The financial administration of any country must have a judicious financial system supported by sound and effective accounting method. A meticulously designed and well-managed accounting system helps to guarantee appropriate control over funds. Accounts are an essential part of financial management. On the basis of accounts, the Government regulates the form its monetary and fiscal policies.
Types of Funds in India UPSC
Here we are giving the details of Types of funds, expenditure, and grants in India.
- Consolidated Fund of India is the most important of all government accounts.
- According to Article 266 (1) of the Indian constitution, all revenues and loans raised by the issue of treasury bills, internal as well as external loans and all credits received by the Union Government in repayment of loans shall form a consolidated fund authorized the ‘Consolidated Fund of India’ for the Union Government.
- All legitimately sanctioned payments on the behalf of GOI are made from this fund.
- No money can be spent from this fund except by way of grants that the Parliament makes.
- Public Account is constituted under Article 266 (2) of the Constitution of India
- The receipts under Public Account do not constitute ordinary receipts of Government.
- Parliamentary approval for expenses from the Public Account is in this way not required.
- Bank savings account of the ministries and departments for day to day transactions
- Government schemes Fund, National Investment fund, National Calamity and contingency fund, defense fund, Postal insurance, National small savings fund, provident fund form part of Public Accounts, etc.
Contingency Fund of India
- According to the Article 267(I) of the Indian constitution is in the nature of an imprest (money preserved for a specific purpose) which is placed at the President’s disposal to enable him/her to make advances to meet emergency unexpected expenditure, pending approval by the Parliament.
- It is functioned by Finance secretary
- However, authorization of parliament is needed to recharge this fund from the consolidated fund
- Each state in India have their own consolidated and contingency funds
- Expenditures which do not need the parliament’s approval to be spent from the consolidated fund of India are called charged expenditures.
- Emoluments, allowances and expenditure of the President and his office, Salary and allowances of chairman, Deputy chairman of Rajya Sabha Speaker, Supreme Court judges, CAG and Deputy Speaker of Lok Sabha
- Vote on Account is passed after general discussion on the Budget.
- In order to keep the functioning of Government, the House is asked to vote usually two months’ funds i.e. about 1/6th of the total estimated expenditure under various grants.
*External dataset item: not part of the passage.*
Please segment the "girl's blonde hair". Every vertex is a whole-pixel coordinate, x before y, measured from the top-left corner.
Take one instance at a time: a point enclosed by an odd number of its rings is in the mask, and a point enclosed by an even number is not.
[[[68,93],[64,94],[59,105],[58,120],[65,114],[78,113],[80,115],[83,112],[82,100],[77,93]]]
This is called Vote on Account.
- Vote of Credit is provided for meeting an unanticipated demand on India’s resources when on account of the amount’s huge volume, the demand could not be stated with details normally provided for in the budget.
- Supplementary grants are granted when the sum approved by parliament via the appropriation act for a certain service for the current financial year is found to be inadequate.
- Additional Grant are granted when a need has emerged for the duration of present financial year for additional expenditure for certain new service, not considered in budget for that year
- Excess Grant is granted when cash spent on any provision in a financial year exceeds the amount granted for that service in the budget.